Jean Giraud, better known as Moebius, left a wake of iterations. His most iconic character, the 1975 poker faced nomad Arzach who glided across the desert atop a stone bird, inspired Hayao Miyazaki to create Nausicaä of the Valley of the Wind. A founding artist behind the comics anthology Metal Hurlant (or otherwise known as Heavy Metal stateside), Moebius has left tracks on everything from Alien to The Legend of Zelda. While he crossed many styles and genres, his pen is uncanny. His level of detail and unruly creatures felt like an artist who could transcribe a one-to-one translation of the images in his head. On top of Arzach’s desert soaring adventures, Sable seems most taken by Moebius’ more ligne claire works: precise on simple line work, drunk on faded cocktail color gradients. Sable’s opening scene bears a striking resemblance to a print from 2001’s Mystere Montrouge.

Making an interactive facsimile of Moebius’ style is a daunting task. While it isn’t always a slam dunk, Sable provides handsome eye candy, encouraging you to climb mountains for the view alone. The anticipated score from Japanese Breakfast is even more versatile, stringing the wasteland with theremin, accordions, shoegaze and desert psych. It’s a shame that the initial glider sounds like loose change in a dryer, so I encourage players strictly seeking to vibe to trade up for better parts as soon as they can.

When I learned that Sable was going to forego combat, my heart winced. It’s not that I’ve got a bloodthirst as much as it affirmed that Sable wouldn’t be the Arzach experience I always imagined (punting a troll in the nuts and zipping away). It may push the dream game further down the line, but disallowing iterations of Moebius would rob us of so much. Instead, it’s more important to see what Sable does with these foundations.

Desire Paths

Sable is a Breath of the Wild that’s benefitted from playing Breath of the Wild. For every intended route Nintendo baked into their open world epic, speedrunners and ding dongs alike bullishly muscled their own path: cheesing up a cliffside like a mountain goat, or spending an extra 20 minutes trying to clear a wall the dumb, futile way. It feels like Shedworks played Zelda in that fashion, making Sable with that in mind.

Inklings and unlikely looking paths often expose entire new methods of tackling tasks and temples. Where combat helped smooth out Breath of the Wild’s pacing, Sable retains momentum by constantly rewarding your curiosity. Useful items and new secrets seem comfortably nestled across the map. A more generous-than-usual ability to hover encourages you to really test Sable’s abilities, climb every vantage and dive in every grotto.

Stumbling across new outposts and nomads creates an ongoing net of tasks to do.

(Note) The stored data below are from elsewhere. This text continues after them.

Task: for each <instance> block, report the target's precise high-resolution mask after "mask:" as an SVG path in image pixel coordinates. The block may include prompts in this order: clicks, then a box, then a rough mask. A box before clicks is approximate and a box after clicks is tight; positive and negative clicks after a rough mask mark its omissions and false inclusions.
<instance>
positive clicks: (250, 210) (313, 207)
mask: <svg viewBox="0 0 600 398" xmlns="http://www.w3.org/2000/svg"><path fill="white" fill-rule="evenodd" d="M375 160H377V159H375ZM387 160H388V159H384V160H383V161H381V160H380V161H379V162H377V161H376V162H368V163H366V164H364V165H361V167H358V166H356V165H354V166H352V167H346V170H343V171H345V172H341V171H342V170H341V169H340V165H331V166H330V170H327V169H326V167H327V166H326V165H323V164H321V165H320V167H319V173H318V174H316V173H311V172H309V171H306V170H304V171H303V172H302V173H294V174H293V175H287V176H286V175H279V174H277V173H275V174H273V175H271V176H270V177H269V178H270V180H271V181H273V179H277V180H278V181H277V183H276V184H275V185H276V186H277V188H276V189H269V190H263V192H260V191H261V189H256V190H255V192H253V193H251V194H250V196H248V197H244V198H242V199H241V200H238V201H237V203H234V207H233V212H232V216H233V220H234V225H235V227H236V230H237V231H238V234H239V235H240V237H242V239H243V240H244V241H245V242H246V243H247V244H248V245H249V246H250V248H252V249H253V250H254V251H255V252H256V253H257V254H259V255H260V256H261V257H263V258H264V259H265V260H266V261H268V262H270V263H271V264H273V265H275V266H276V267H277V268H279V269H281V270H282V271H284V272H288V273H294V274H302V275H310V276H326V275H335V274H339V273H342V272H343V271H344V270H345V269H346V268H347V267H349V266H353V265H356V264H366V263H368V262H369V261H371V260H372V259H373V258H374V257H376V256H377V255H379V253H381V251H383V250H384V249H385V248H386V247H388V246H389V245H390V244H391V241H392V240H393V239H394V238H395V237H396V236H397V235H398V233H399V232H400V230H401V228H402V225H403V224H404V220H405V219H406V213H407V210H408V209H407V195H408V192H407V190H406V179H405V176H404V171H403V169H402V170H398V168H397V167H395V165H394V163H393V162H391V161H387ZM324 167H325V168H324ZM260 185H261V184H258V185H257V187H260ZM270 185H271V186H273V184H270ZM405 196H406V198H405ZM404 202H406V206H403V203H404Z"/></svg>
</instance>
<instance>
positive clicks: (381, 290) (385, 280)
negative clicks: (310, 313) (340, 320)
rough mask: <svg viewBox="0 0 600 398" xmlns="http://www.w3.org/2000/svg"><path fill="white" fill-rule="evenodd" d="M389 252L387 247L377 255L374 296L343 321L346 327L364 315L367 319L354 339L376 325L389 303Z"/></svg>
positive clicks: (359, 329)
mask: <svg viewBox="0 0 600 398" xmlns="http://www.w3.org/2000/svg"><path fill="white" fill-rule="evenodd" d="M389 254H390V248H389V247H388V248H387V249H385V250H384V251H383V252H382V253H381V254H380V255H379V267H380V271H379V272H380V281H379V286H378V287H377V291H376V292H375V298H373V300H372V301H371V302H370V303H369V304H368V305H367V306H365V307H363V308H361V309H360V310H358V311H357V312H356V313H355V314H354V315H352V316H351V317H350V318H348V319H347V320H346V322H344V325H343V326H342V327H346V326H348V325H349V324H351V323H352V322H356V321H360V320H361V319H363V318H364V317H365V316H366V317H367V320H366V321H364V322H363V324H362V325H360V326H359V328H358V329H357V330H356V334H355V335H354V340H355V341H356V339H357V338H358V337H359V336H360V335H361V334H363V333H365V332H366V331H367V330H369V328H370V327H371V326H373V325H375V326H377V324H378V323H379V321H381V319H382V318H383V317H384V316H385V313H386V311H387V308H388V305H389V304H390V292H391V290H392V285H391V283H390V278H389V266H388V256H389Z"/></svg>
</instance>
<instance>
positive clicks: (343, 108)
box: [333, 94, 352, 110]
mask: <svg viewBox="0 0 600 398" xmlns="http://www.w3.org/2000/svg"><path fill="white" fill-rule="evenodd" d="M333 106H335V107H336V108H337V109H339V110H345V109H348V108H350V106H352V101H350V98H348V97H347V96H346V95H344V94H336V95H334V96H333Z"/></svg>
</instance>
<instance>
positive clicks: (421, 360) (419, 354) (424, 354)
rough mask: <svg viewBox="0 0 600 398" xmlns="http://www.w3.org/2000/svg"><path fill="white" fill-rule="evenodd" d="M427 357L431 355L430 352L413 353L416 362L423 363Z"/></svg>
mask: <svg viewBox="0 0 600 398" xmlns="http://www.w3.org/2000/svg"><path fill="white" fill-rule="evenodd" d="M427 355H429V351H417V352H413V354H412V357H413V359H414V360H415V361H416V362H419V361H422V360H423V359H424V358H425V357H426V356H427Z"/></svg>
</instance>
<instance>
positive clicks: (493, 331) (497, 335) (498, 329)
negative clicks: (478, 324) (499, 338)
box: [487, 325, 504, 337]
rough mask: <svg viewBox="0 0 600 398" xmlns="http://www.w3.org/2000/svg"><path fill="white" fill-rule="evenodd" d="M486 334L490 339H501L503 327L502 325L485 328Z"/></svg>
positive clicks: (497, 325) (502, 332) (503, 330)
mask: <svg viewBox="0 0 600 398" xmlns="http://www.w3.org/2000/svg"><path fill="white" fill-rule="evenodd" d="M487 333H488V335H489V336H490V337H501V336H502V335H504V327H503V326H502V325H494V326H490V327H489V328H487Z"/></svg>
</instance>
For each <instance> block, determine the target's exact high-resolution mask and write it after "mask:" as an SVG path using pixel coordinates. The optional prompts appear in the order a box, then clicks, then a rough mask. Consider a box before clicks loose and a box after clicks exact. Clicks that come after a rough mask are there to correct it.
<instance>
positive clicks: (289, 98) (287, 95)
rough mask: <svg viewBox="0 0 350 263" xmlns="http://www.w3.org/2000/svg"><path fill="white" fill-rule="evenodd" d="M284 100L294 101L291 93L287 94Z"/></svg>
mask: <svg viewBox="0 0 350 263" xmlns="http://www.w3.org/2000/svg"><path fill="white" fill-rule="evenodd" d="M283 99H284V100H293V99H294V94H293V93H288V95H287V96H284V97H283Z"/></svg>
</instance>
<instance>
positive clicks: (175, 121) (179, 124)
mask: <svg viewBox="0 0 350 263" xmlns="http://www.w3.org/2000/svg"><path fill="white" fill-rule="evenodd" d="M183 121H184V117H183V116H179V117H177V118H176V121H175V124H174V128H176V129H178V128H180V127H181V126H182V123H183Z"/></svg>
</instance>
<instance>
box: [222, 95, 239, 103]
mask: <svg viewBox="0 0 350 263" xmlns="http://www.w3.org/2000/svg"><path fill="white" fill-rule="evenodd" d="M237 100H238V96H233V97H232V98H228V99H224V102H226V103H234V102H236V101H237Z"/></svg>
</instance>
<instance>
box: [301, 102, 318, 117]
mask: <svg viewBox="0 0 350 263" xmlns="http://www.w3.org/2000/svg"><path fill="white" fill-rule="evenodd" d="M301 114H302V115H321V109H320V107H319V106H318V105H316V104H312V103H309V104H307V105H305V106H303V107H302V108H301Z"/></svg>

Some are as simple as fetch quests or driving through rings, while others are investigating black market conspiracies or taking up the mantle of an urban legend. While Sable is only able to climb, float, drive and talk, quests that take the form of puzzles, exploration and mystery solving rarely makes it feel like the game is cannibalising your time. Some of the more ambitious obstacle courses, however, do seem to overlook technical hiccups and clipping issues, which, while rendering some platforming moments tedious, are otherwise negligible through the bulk of the game.

Sable’s task is to collect masks, which are exchanged for medals you gather, which reflect the peoples and secrets you’ve prioritised. That’s the task. The purpose of Sable is a pilgrimage that you have to mould to your own likeness.

Follow intuitions. Explore alien horizons. You’ve played plenty of video games. You’ve played them in your own weird way, so keep doing it here. You never know what you’ll find.